- Born: June 14, 1971 (age 54) Kingston, Ontario, Canada
- Height: 6 ft 0 in (183 cm)
- Weight: 190 lb (86 kg; 13 st 8 lb)
- Position: Centre
- Shot: Left
- Played for: Ottawa Senators
- NHL draft: Undrafted
- Playing career: 1992–2000

= Tony Cimellaro =

Canadian ice hockey player

Tony Cimellaro (born June 14, 1971) is a Canadian former professional ice hockey player who played two games in the National Hockey League for the Ottawa Senators during the 1992–93 NHL season.

==Playing career==
Cimellaro also played in various European leagues, beginning in 1993 with a spell in Serie A with Asiago followed by a season in the British National League for the Durham Wasps and the Blackburn Hawks. He then moved to Denmark to play in the Oddset Ligaen for Vojens IK followed by two seasons in Germany, playing for the Ratingen Löwen in the Deutsche Eishockey Liga and Adendorfer EC of the German 1. Liga Nord before returning to North America.
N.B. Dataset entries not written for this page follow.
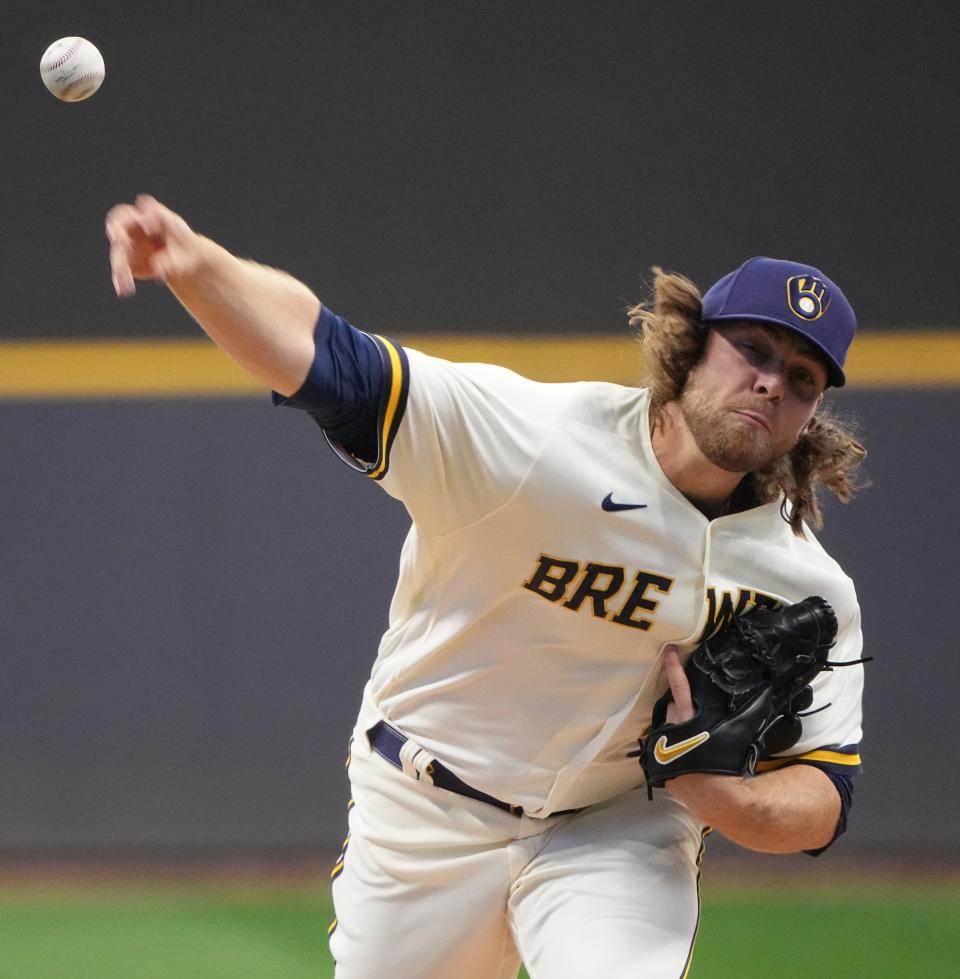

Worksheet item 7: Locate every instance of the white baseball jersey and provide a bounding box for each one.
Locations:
[342,338,862,816]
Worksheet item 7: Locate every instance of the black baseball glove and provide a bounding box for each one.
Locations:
[637,596,844,794]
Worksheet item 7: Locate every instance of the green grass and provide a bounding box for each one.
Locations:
[0,884,960,979]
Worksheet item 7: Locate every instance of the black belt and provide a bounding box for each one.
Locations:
[367,721,580,816]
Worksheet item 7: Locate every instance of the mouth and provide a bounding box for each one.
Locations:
[733,408,773,434]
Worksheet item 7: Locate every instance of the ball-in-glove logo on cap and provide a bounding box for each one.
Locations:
[787,275,832,321]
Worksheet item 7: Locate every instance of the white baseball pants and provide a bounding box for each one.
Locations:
[330,716,703,979]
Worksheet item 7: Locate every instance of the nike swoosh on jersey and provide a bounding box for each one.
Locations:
[600,493,647,513]
[653,731,710,765]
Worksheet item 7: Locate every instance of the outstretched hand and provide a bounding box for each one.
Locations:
[105,194,201,296]
[663,646,694,724]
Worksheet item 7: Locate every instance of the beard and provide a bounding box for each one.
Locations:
[680,372,790,473]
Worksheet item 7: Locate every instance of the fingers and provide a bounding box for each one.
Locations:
[104,204,143,296]
[663,646,694,724]
[105,194,183,297]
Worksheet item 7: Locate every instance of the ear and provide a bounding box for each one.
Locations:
[800,402,823,438]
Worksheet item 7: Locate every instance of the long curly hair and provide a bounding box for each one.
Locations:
[627,266,867,537]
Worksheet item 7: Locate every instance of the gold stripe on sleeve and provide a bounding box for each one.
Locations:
[367,334,403,479]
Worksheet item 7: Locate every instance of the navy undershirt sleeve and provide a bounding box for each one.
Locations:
[273,306,390,460]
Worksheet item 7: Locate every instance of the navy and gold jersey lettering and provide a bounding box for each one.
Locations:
[273,307,409,479]
[563,562,623,619]
[613,571,673,631]
[523,554,580,602]
[700,587,781,642]
[523,554,673,631]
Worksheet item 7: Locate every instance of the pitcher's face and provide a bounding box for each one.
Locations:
[680,320,827,473]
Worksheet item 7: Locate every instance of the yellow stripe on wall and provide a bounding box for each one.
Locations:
[0,330,960,400]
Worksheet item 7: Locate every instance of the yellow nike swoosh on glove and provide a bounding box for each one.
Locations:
[653,731,710,765]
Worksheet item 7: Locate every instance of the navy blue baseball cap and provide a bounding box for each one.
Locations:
[702,256,857,388]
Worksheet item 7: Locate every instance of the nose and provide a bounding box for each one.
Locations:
[753,364,786,401]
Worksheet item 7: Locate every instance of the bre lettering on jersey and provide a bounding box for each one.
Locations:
[523,554,673,630]
[523,554,782,642]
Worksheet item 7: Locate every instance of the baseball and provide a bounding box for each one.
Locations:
[40,37,105,102]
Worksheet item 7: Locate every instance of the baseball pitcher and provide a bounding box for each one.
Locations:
[106,197,864,979]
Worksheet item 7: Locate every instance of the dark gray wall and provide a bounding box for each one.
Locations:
[0,391,960,852]
[0,0,960,336]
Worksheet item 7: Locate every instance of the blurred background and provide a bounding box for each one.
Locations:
[0,0,960,975]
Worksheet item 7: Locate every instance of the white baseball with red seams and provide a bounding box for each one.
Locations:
[40,37,106,102]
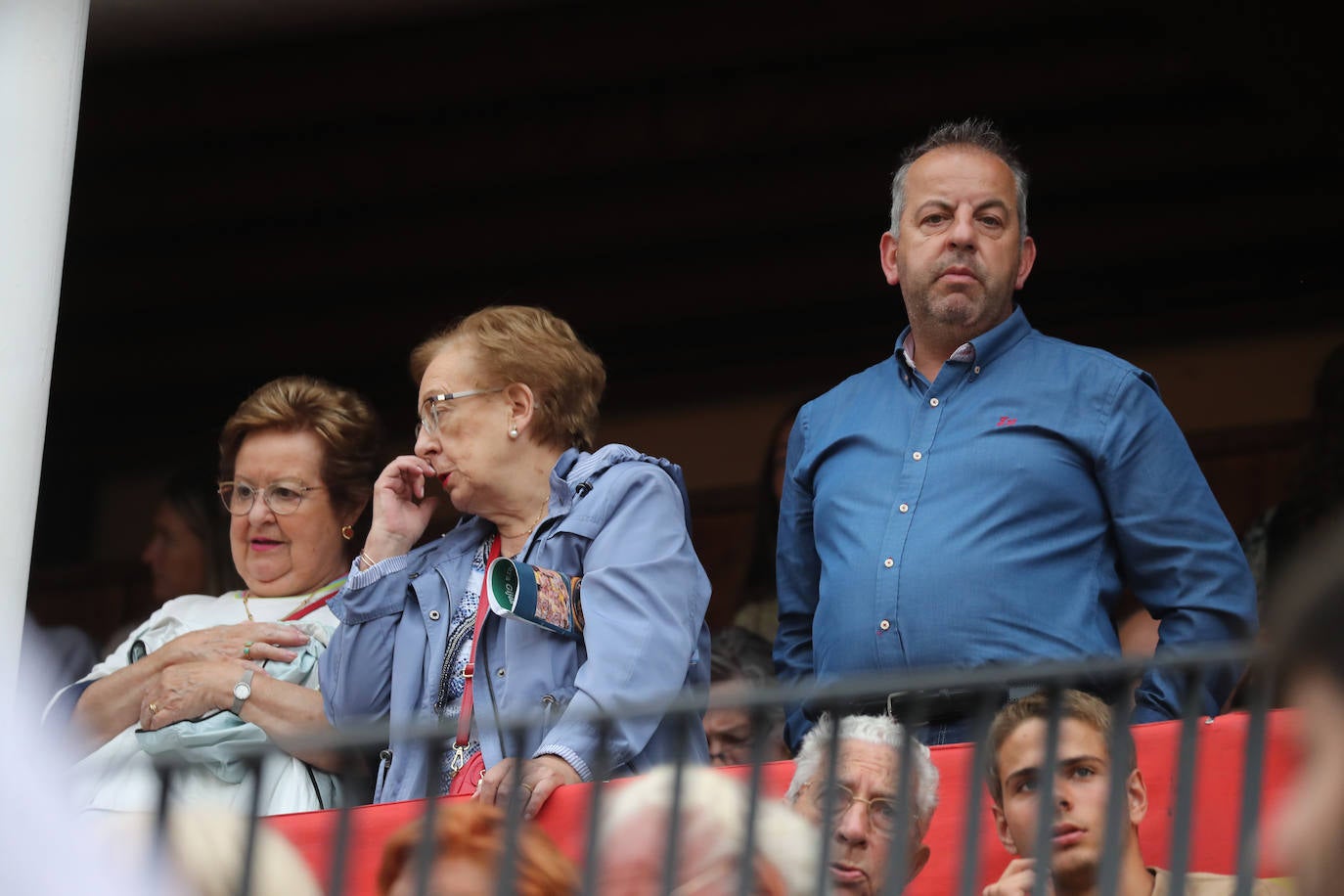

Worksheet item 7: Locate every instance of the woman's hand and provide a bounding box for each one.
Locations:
[364,454,438,562]
[471,753,583,818]
[152,622,309,666]
[140,659,266,731]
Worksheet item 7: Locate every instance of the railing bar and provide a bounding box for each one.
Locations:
[1236,672,1275,896]
[1031,684,1063,896]
[1099,683,1137,896]
[1171,666,1204,896]
[957,690,999,896]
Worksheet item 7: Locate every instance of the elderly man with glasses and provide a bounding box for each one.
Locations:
[784,715,938,893]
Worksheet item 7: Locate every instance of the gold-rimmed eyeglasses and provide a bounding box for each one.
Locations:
[219,479,323,515]
[416,385,504,438]
[812,784,914,834]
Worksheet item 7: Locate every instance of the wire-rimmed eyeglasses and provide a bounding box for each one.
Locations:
[219,479,324,515]
[416,385,504,438]
[813,784,901,834]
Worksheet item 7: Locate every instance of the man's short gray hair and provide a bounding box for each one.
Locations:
[890,118,1027,248]
[784,713,938,837]
[598,764,823,896]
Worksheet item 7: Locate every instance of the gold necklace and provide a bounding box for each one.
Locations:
[496,493,551,540]
[244,579,345,622]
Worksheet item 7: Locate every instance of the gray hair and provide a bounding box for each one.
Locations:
[890,118,1027,248]
[784,713,938,835]
[598,763,823,896]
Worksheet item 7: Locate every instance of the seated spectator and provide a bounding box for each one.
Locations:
[733,402,802,645]
[704,626,793,766]
[984,691,1287,896]
[44,377,381,814]
[784,715,938,893]
[1269,515,1344,896]
[597,764,822,896]
[378,799,579,896]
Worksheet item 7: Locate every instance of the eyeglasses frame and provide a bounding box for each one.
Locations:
[215,479,327,515]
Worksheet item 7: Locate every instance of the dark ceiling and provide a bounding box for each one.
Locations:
[36,0,1344,559]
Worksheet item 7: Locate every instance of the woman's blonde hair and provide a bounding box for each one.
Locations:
[410,305,606,451]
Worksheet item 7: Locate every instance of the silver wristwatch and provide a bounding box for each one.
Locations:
[230,669,255,716]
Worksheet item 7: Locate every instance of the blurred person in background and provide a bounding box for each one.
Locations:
[704,626,793,766]
[101,462,246,655]
[733,402,802,645]
[44,377,383,814]
[1268,514,1344,896]
[378,799,579,896]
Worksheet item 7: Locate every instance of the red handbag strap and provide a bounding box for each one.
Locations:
[453,535,502,749]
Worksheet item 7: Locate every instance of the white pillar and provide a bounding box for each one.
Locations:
[0,0,89,698]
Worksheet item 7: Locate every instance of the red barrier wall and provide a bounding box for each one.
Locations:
[263,709,1297,896]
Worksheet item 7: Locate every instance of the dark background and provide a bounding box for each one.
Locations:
[33,0,1344,606]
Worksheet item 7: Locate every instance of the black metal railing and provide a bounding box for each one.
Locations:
[136,645,1273,896]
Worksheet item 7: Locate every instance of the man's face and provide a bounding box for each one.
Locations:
[881,147,1036,352]
[1275,673,1344,896]
[993,719,1147,893]
[795,739,928,893]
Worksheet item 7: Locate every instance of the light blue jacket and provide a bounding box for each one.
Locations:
[320,445,709,802]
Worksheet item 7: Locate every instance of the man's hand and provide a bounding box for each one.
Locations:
[981,859,1055,896]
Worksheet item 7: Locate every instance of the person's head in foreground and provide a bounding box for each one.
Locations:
[985,691,1153,896]
[378,799,579,896]
[597,766,820,896]
[784,715,938,893]
[703,626,790,766]
[94,805,323,896]
[1270,515,1344,896]
[219,377,381,598]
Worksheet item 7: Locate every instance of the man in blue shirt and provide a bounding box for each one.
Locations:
[774,119,1257,748]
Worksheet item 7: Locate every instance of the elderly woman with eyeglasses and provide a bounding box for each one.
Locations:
[44,377,383,814]
[321,306,709,817]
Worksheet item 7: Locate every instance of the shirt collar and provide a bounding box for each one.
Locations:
[896,305,1031,370]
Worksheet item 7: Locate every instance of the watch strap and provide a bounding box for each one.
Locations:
[230,669,256,716]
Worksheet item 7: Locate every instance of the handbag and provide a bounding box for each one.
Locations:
[448,537,500,796]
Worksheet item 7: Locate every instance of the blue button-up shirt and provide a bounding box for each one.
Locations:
[776,307,1257,745]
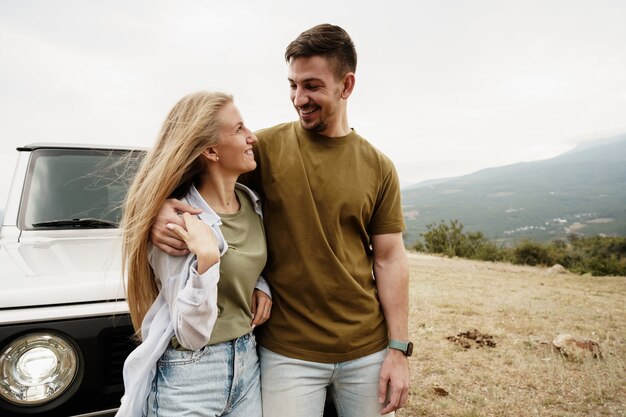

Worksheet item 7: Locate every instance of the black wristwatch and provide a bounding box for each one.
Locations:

Cimellaro spent two seasons in the Western Professional Hockey League with the Waco Wizards as a player/coach before finishing his career in the United Hockey League with the Adirondack IceHawks after the WPHL folded. Since 2003 he has been the assistant coach of the Kingston Frontenacs in the Ontario Hockey League. He has taken an assistant coaching position with the AHL Belleville Senators.

==Career statistics==
===Regular season and playoffs===
| | | Regular season | | Playoffs | | | | | | | | |
| Season | Team | League | GP | G | A | Pts | PIM | GP | G | A | Pts | PIM |
| 1988–89 | North Bay Centennials | OHL | 11 | 2 | 1 | 3 | 7 | — | — | — | — | — |
| 1988–89 | Kingston Raiders | OHL | 47 | 6 | 7 | 13 | 12 | — | — | — | — | — |
| 1989–90 | Kingston Frontenacs | OHL | 62 | 8 | 31 | 39 | 26 | 7 | 1 | 4 | 5 | 2 |
| 1990–91 | Kingston Frontenacs | OHL | 64 | 26 | 25 | 51 | 42 | — | — | — | — | — |
| 1991–92 | Belleville Bulls | OHL | 48 | 39 | 44 | 83 | 61 | 5 | 6 | 4 | 10 | 10 |
| 1992–93 | New Haven Senators | AHL | 76 | 18 | 16 | 34 | 73 | — | — | — | — | — |
| 1992–93 | Ottawa Senators | NHL | 2 | 0 | 0 | 0 | 0 | — | — | — | — | — |
| 1993–94 | P.E.I Senators | AHL | 19 | 1 | 0 | 1 | 30 | — | — | — | — | — |
| 1993–94 | Asiago | ITA | 16 | 16 | 11 | 27 | 13 | — | — | — | — | — |
| 1994–95 | Durham Wasps | BHL | 4 | 2 | 5 | 7 | 10 | — | — | — | — | — |
| 1994–95 | Blackburn Hawks | BD1 | 24 | 40 | 33 | 73 | 76 | — | — | — | — | — |
| 1995–96 | Voyens IK | DEN | 40 | 38 | 27 | 65 | 87 | — | — | — | — | — |
| 1996–97 | EC Ratingen | DEL | 48 | 5 | 11 | 16 | 44 | — | — | — | — | — |
| 1997–98 | Adendorfer EC | GER-2 | 32 | 12 | 20 | 32 | 97 | 18 | 13 | 19 | 32 | 34 |
| 1998–99 | Waco Wizards | WPHL | 61 | 28 | 54 | 82 | 110 | 4 | 2 | 1 | 3 | 4 |
| 1999–00 | Waco Wizards | WPHL | 27 | 14 | 15 | 29 | 52 | — | — | — | — | — |
| 1999–00 | Adirondack IceHawks | UHL | 46 | 11 | 24 | 35 | 46 | 2 | 0 | 0 | 0 | 0 |
| 2004–05 | Tamworth Braves | EOSHL | 6 | 3 | 3 | 6 | 6 | — | — | — | — | — |
| 2005–06 | Kingston Aces | EOSHL | 7 | 6 | 6 | 12 | 6 | 2 | 1 | 2 | 3 | 12 |
| NHL totals | 2 | 0 | 0 | 0 | 0 | — | — | — | — | — | | |

==Coaching career==
From 2003 to 2010, he was an assistant coach with his former junior team, the Kingston Frontenacs in the Ontario Hockey League. He then was hired as an assistant coach with Queen's University Golden Gaels. In December 2017, he was brought in as a midseason replacement assistant coach with the Belleville Senators on the American Hockey League, but was not kept the following season.